Prompt notice by the cardholder to the credit card company of the loss or theft of his
card should be enough to relieve the former of any liability occasioned by the
unauthorized use of his lost or stolen card. The questioned stipulation in this case,
which still requires the cardholder to wait until the credit card company has notified all
its member-establishments, puts the cardholder at the mercy of the credit card company
which may delay indefinitely the notification of its members to minimize if not to
eliminate the possibility of incurring any loss from unauthorized purchases. Or, as in this
case, the credit card company may for some reason fail to promptly notify its members
through absolutely no fault of the cardholder. To require the cardholder to still pay for
unauthorized purchases after he has given prompt notice of the loss or theft of his card
to the credit card company would simply be unfair and unjust. The Court cannot give its
assent to such a stipulation which could clearly run against public policy.[17]
On the matter of the damages petitioners are seeking, we must delete the award of
exemplary damages, absent any clear showing that BECC acted in a wanton,
fraudulent, reckless, oppressive, or malevolent manner, as required by Article 2232 of
the Civil Code. We likewise reduce the amount of moral damages to P50,000.00,
considering the circumstances of the parties to the case.
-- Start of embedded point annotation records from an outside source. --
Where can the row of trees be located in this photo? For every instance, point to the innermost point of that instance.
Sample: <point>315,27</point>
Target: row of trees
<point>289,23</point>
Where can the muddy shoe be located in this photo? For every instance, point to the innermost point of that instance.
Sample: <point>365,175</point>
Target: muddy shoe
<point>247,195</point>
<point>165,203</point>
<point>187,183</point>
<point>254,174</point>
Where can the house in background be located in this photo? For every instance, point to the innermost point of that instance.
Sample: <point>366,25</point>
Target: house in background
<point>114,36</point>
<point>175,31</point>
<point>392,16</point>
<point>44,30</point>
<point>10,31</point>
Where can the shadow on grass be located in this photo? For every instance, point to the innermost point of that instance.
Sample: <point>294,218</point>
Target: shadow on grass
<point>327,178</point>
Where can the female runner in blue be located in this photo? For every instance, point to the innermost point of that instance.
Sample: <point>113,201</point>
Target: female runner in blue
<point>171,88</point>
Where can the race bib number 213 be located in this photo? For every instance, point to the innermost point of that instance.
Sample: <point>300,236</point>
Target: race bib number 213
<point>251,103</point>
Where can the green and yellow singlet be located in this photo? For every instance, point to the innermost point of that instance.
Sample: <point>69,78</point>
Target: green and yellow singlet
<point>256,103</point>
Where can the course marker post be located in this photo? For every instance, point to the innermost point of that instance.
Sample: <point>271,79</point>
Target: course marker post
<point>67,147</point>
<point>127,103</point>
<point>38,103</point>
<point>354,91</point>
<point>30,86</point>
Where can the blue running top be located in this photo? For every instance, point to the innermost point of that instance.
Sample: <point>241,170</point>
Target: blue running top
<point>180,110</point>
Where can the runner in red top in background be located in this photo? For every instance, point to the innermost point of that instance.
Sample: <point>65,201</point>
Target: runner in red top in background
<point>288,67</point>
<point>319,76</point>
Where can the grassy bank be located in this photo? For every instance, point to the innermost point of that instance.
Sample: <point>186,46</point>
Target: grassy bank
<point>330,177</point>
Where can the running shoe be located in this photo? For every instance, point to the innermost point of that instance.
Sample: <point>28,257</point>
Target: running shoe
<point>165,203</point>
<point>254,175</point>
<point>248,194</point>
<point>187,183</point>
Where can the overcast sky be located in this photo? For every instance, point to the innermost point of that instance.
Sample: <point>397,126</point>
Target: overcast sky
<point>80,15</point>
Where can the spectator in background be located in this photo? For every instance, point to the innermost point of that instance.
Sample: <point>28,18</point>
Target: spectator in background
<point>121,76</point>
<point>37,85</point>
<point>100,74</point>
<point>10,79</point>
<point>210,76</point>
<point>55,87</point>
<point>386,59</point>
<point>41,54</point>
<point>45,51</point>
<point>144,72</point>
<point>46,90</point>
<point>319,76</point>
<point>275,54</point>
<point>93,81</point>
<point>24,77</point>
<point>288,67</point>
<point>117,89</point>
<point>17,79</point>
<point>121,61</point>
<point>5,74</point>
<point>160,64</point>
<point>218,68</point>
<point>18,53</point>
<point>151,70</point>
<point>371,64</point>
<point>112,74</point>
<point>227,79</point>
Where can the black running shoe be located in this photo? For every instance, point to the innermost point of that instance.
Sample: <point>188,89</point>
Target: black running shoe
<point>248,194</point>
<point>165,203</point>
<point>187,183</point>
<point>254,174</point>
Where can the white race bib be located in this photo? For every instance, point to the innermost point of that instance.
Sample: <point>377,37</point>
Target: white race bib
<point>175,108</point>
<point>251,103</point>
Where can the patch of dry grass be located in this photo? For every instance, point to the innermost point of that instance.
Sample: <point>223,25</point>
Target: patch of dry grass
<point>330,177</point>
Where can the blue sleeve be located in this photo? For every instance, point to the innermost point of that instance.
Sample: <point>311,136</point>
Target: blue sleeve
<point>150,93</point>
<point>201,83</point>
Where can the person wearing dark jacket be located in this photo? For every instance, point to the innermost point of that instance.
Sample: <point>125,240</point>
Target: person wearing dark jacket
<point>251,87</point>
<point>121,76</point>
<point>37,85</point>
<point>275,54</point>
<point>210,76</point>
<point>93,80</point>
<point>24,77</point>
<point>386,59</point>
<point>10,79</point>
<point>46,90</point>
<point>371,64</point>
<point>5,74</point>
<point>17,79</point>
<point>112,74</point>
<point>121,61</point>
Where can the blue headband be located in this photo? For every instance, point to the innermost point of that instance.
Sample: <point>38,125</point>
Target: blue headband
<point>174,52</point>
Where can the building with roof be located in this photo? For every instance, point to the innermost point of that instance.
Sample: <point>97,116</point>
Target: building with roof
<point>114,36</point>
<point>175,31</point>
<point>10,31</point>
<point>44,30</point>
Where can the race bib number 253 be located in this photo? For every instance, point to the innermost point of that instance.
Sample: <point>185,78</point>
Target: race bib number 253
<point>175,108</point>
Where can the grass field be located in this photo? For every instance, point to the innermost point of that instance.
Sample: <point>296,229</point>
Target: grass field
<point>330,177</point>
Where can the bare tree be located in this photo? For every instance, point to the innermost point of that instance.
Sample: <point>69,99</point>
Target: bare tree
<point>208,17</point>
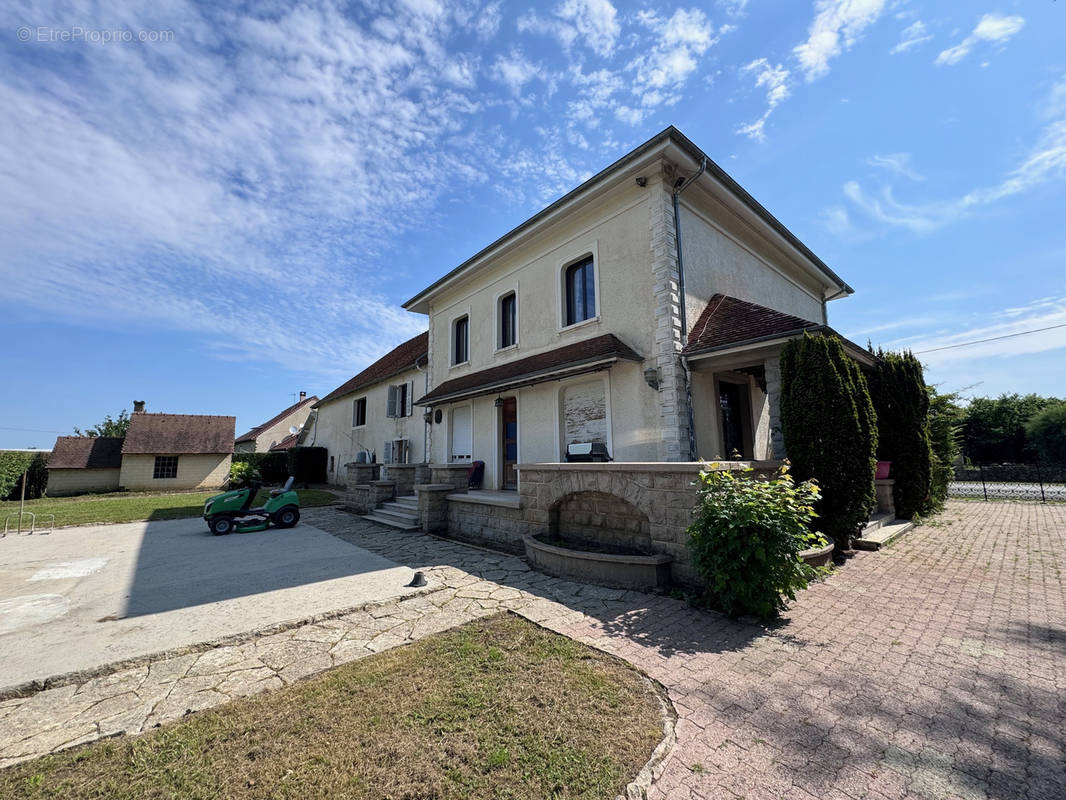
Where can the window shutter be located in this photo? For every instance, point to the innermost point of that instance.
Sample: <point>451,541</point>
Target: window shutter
<point>391,410</point>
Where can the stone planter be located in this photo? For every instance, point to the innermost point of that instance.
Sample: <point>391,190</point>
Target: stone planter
<point>624,572</point>
<point>818,556</point>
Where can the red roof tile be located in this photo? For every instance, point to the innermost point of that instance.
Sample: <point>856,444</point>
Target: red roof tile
<point>251,435</point>
<point>398,361</point>
<point>730,321</point>
<point>533,369</point>
<point>179,433</point>
<point>86,452</point>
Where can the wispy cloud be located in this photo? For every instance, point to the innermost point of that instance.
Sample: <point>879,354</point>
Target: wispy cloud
<point>992,28</point>
<point>775,79</point>
<point>895,162</point>
<point>837,26</point>
<point>1045,162</point>
<point>594,22</point>
<point>913,35</point>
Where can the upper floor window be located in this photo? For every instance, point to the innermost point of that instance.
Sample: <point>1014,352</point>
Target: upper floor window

WHEREFORE, the decision of the Court of Appeals in CA-G.R. CV No. 47888 is
hereby REVERSED and the decision of the Regional Trial Court, Branch 157, Pasig
City in Civil Case No. 61375 is REINSTATED, with the MODIFICATION that the award
of exemplary damages in the amount of P50,000.00 is hereby deleted; and the amount

of moral damages is reduced to P50,000.00; but private respondent is further ordered to


pay P25,000 as attorneys fees and litigation expenses.
Costs against private respondents.
SO ORDERED.
Bellosillo (Chairman), Puno, Mendoza, and Buena, JJ., concur.